UPDATE!!: So another awesome engineer that i work with has found a solution to this.

“as long as you let VSM create the vmknic the first time, and then preserve that MAC address (in the answer file of the Host-Profile), you’re good.  (Assuming you’ve added the vxlan vib to your
image)”  He also mentions “I think one of the keys is to make sure VSM is showing the correct IP in Datacenters->Network Virtualization->Preparation->Connectivity BEFORE attempting host reboots.”

Thank you Jason

Original Post:

So working with the same technician that found the UCS and PXE bug, he found another one this time relating to VXLAN and Auto-Deploy. (Thanks Zach & Eric)

First, a little background.

The customer is doing a full-scale vCloud Enterprise Suite deployment.  They wanted to utilize VXLAN and fully stateless hosts.

So normally when the cluster gets prepared, vShield Manager (now called vCloud Networking and Security. I’m sure the name will change tomorrow) creates a vmknic on the hosts that is used for the VXLAN transportation.

Now we have Auto-Deploy which muddies everything up…. The process  that should occur is this;

First boot a new host and configure it as needed.  Then prepare the cluster through vSM/VCNS.  This adds a vmknic to the host for the VXLAN transport.  Then you create a host profile from it.  Then as you add more hosts you update their answer file for those hosts.  Then reboot and all is happy…

Well here is the rub, upon reboot the vSM/VCNS prep happens before the host-profile is applied.  So when the host-profile gets applied the, just created, vmknic is removed and re-added.
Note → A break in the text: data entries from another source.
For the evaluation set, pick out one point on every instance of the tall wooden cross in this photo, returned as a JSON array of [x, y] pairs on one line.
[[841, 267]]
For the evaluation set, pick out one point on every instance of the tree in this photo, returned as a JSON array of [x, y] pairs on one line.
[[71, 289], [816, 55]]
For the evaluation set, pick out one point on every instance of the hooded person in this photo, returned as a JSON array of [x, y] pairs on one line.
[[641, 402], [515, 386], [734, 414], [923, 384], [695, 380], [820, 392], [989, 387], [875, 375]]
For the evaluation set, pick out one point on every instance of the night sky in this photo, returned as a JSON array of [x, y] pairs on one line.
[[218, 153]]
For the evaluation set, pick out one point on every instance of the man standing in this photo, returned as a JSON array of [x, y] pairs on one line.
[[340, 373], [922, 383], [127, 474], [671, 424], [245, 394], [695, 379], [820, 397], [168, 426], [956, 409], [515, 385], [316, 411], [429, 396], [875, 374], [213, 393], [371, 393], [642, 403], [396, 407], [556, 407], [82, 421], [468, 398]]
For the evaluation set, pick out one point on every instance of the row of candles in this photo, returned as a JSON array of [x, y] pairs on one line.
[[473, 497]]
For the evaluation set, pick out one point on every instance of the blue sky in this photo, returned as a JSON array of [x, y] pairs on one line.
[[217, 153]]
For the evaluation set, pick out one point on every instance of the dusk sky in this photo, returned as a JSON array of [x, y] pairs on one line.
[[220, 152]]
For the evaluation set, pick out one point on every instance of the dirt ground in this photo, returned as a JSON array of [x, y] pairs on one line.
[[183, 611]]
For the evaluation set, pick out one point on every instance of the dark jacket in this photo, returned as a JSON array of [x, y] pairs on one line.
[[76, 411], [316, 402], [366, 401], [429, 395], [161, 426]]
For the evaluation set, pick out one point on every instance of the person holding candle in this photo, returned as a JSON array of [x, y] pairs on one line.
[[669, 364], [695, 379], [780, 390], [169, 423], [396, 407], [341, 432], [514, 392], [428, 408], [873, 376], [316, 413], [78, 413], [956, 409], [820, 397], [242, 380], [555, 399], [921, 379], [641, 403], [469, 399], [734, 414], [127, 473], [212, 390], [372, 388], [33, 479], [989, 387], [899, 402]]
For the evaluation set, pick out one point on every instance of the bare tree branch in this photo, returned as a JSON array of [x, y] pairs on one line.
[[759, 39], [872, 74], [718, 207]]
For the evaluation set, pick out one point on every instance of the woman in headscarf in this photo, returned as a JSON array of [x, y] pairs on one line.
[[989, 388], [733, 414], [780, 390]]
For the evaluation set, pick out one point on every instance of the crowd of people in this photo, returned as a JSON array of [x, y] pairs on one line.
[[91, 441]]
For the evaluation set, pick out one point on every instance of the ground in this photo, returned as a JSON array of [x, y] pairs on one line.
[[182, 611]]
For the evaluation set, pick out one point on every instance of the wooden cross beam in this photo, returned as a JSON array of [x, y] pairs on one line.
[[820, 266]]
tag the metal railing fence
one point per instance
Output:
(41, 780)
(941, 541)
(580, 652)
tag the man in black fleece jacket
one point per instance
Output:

Sadly, there is no way to just add the IP address to this vmknic through the host-profile, it’s an all or nothing affair.  What sucks is when doing the Host-Profile remediation the vmknic isn’t just modified, it’s actually deleted and re-created with the appropriate settings.  I’m sure this is to simplify code.  Anyway, now this new vmknic is created with the correct settings, but vSM/VCNS doesn’t know about it because some identifier has changed….doh!!

There is currently no fix for this Order of Operations issue…  This will be fixed when VCNS gets updated to 5.5 though.  So for now it’s VXLAN or Auto-Deploy.